RE: What do we do while deciding if free will exists?
April 19, 2015 at 7:07 pm
(This post was last modified: April 19, 2015 at 7:15 pm by bennyboy.)
(April 19, 2015 at 1:53 pm)Rhythm Wrote:I'm not sure why you have discomfort differentiating between the reality of being human and the physical reality underlying the universe. They aren't the same. A desk is real-- but physically speaking, it's not real in the way that it's real for me when I touch it and look at it. Light is real, too, but physically speaking, it is not real iln the way that it's real for me when I experience it.(April 18, 2015 at 9:41 pm)bennyboy Wrote: I'm arguing that most of what it is like to be human is not less real than free will. If free will is nothing, so is beauty. So is goodness. So are honor, morality, etc.Yeah..yeah...and I've commented on the silliness of immediately falling to such statements before. I don't think that I have to take your free will to have any of that -in fact I know that I don't.....but if I did..oh well, so what if they all were nothing?

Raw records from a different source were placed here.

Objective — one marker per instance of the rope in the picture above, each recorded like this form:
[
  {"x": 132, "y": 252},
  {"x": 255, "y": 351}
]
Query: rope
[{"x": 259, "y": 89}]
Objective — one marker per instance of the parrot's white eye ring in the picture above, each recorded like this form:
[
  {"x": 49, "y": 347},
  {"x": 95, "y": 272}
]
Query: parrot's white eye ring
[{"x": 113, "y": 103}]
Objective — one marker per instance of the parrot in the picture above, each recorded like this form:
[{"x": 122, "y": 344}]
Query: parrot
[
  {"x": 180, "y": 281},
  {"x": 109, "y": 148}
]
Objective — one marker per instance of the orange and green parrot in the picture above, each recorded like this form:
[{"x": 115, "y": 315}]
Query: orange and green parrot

I'm afraid that if this "free will or you can't have x" is the best free will has going for it...it's in a pretty sorry state. I could probably replace "free will" with some other thing and you'd be able to recognize all of the ways to rip that statement to shreds without any help from me. Here's a hint....my substitute is invisible and begins with a "g".
The "as I experience things" of qualia is always different than the physical reality. So how do we treat this fact? Do we just sweep it under the rug with a red herring: "people are physical, too, and so are our minds"? But this doesn't address the fact that what we think is real and what is "really, really real" are already known not to be the same at all.
I don't much care if free will is "really, really real." It's real in the context of the human experience of life, and that is the context in which I live out my existence.
Let's say I have a decision to make-- among the various candies in the candy aisle. I experience desire, then I look at the different candies and experience my emotional reaction to each one. I go back and forth until one of the candies really catches my fancy. I choose that candy, buy it, and eat it. Was this a process of free will? Well, if not, I didn't actually make a decision. Nor was there even a "me," by which I mean a free-willed agent capable of arbitrating decisions. There was just the awareness of a deterministic process, and the "decision" was illusory because my choice was inevitable. The joy of eating the candy was equally illusory-- there's no "joy" in the universe; it's just a word I give to mechanical processes.
In other words, a view of the human experience without free will means that each of us is here purely as an observer: watching a virtual movie, in essence. But that view of human experience doesn't really describe it very well. It seems to me very much that I'm an active participant.